| Title: | Variable Selection for Binary Data Using the EM Algorithm | 
| Version: | 0.1 | 
| Description: | Implements variable selection for high dimensional datasets with a binary response variable using the EM algorithm. Both probit and logit models are supported. Also included is a useful function to generate high dimensional data with correlated variables. | 
| Depends: | R (≥ 3.1.3) | 
| License: | GPL-3 | 
| LazyData: | true | 
| RoxygenNote: | 5.0.1 | 
| NeedsCompilation: | no | 
| Packaged: | 2016-01-12 23:02:10 UTC; jcs8v_000 | 
| Author: | John Snyder [aut, cre] | 
| Maintainer: | John Snyder <jcs8v6@mail.missouri.edu> | 
| Repository: | CRAN | 
| Date/Publication: | 2016-01-13 08:49:37 | 
Variable Selection For Binary Data Using The EM Algorithm
Description
Conducts EMVS analysis
Usage
BinomialEMVS(y, x, type = "probit", epsilon = 5e-04, v0s = ifelse(type ==
  "probit", 0.025, 5), nu.1 = ifelse(type == "probit", 100, 1000),
  nu.gam = 1, lambda.var = 0.001, a = 1, b = ncol(x),
  beta.initial = NULL, sigma.initial = 1, theta.inital = 0.5, temp = 1,
  p = ncol(x), n = nrow(x), SDCD.length = 50)
Arguments
| y | responses in 0-1 coding | 
| x | X matrix | 
| type | probit or logit model | 
| epsilon | tuning parameter | 
| v0s | tuning parameter, can be vector | 
| nu.1 | tuning parameter | 
| nu.gam | tuning parameter | 
| lambda.var | tuning parameter | 
| a | tuning parameter | 
| b | tuning parameter | 
| beta.initial | starting values | 
| sigma.initial | starting value | 
| theta.inital | startng value | 
| temp | not sure | 
| p | not sure | 
| n | not sure | 
| SDCD.length | not sure | 
Value
probs is posterior probabilities
Examples
#Generate data
set.seed(1)
n=25;p=500;pr=10;cor=.6
X=data.sim(n,p,pr,cor)
#Randomly generate related beta coefficnets from U(-1,1)
beta.Vec=rep(0,times=p)
beta.Vec[1:pr]=runif(pr,-1,1)
y=scale(X%*%beta.Vec+rnorm(n,0,sd=sqrt(3)),center=TRUE,scale=FALSE)
prob=1/(1+exp(-y))
y.bin=t(t(ifelse(rbinom(n,1,prob)>0,1,0)))
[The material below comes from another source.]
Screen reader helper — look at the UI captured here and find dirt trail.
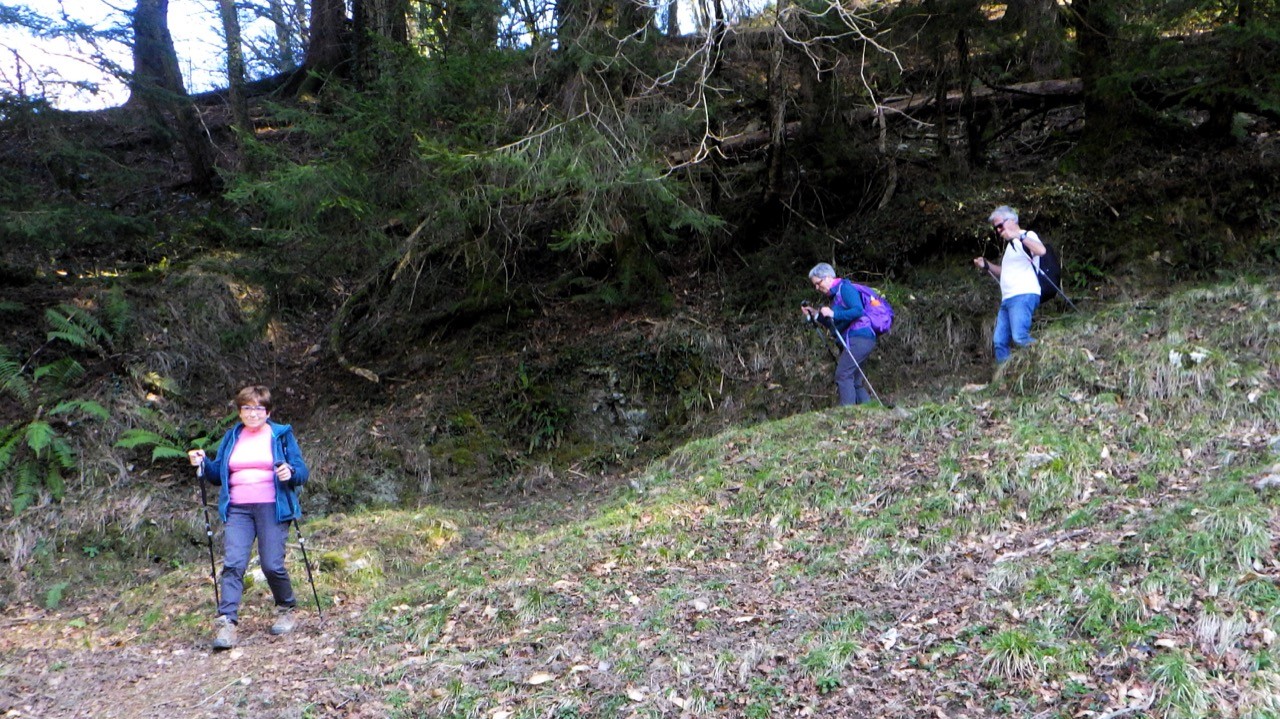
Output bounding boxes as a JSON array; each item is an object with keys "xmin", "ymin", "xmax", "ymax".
[{"xmin": 1, "ymin": 606, "xmax": 383, "ymax": 719}]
result.probit=BinomialEMVS(y=y.bin,x=X,type="probit")
result.logit=BinomialEMVS(y=y.bin,x=X,type="logit")
which(result.probit$posts>.5)
which(result.logit$posts>.5)
High Dimensional Correlated Data Generation
Description
Generates an high dimensional dataset with a subset of columns being related to the response, while controlling the maximum correlation between related and unrelated variables.
Usage
data.sim(n = 100, p = 1000, pr = 3, cor = 0.6)
Arguments
| n | sample size | 
| p | total number of variables | 
| pr | the number of variables related to the response | 
| cor | the maximum correlation between related and unrelated variables | 
Value
Returns an nxp matrix with the first pr columns having maximum correlation cor with the remaining p-pr columns
Examples
data=data.sim(n=100,p=1000,pr=10,cor=.6)
max(abs(cor(data))[abs(cor(data))<1])